Inside the O’Briens

A few years ago, I read a novel that was heartbreaking but brutally honest about a very real thing. That novel was Still Alice by Lisa Genova. If you haven’t read it or seen the recent film, Still Alice is about a woman who is diagnosed with Alzheimer’s and it tells her story as she falls deeper and deeper into it, and it describes the impact Alzheimer’s has on her as well as those around her. I’ve since read Genova’s other novels and Inside the O’Briens is her most recent. I saw it at Chapters and had to read it despite a stack of unread books at home.

Inside the O’Briens is the story of an Irish-American family in Boston. Joe is the husband and father of the O’Brien family and a Boston Police officer. He begins acting strangely at home and on the job and is eventually convinced to go to the doctor. No one in the family is prepared to learn that Joe has Huntington’s disease. What makes it even worse is that each of his and Rosie’s four adult children has a 50 percent chance of getting the genetic disease.

The story is told from two character’s perspectives. Joe, who is grappling with what the disease is doing to him and how it’s impacting his family and Katie, his youngest daughter. Katie is in her early twenties and you see how she watches the disease impact Joe and the family. She also reveals her own feelings about potentially having the disease and how she questions whether she should go through genetic testing that will tell her if she will get Huntington’s. She’s at the very start of her adult life and offers such a unique perspective.

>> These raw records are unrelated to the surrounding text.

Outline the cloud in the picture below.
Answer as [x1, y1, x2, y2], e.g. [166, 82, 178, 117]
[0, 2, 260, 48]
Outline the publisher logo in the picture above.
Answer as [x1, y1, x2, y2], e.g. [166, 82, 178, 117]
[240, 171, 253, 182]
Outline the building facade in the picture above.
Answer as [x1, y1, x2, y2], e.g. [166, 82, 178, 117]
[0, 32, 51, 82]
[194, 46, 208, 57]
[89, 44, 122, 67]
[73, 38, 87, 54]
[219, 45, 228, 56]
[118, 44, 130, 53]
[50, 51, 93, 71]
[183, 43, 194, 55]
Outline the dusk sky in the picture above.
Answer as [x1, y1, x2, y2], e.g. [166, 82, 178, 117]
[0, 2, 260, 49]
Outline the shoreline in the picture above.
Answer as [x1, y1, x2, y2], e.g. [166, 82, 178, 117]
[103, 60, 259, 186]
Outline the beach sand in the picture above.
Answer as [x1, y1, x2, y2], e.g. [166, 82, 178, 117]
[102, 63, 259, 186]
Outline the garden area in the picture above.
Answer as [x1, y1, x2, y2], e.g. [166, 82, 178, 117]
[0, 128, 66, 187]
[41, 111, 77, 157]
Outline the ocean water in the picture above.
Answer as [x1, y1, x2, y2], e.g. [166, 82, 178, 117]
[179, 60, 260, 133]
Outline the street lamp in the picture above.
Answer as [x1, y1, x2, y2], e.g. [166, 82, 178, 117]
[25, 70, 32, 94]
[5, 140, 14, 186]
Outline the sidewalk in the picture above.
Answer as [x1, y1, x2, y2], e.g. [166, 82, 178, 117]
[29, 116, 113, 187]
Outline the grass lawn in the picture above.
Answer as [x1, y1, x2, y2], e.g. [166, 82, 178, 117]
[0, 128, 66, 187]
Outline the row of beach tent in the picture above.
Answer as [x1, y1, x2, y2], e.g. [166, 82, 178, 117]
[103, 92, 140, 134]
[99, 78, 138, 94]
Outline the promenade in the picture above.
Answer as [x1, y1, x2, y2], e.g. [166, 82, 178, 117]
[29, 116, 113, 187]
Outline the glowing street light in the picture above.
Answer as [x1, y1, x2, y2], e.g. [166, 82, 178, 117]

The story is not completely full of despair as you might imagine. It’s definitely a sad story but there are still hopeful moments. There is fear on many levels throughout the book but you also see how much they love each other and how important the bonds of a family are. And ultimately, you see how the disease impacts their choices in life – and not always in a negative way.

I enjoy reading Genova’s work because she tells such interesting stories, providing factual information in a caring way. She’s explain this intent in a letter at the end of book:

“Through the story of the O’Brien family, I hope you’ve gained a compassionate awareness for what it feels like to live with Huntington’s.” (Genova, 337)

She does just that, providing a look into a family who is impacted by such a terrible disease but through the story, also teaches about the importance of family and the people that make up one’s life. That is where I found hope in this story.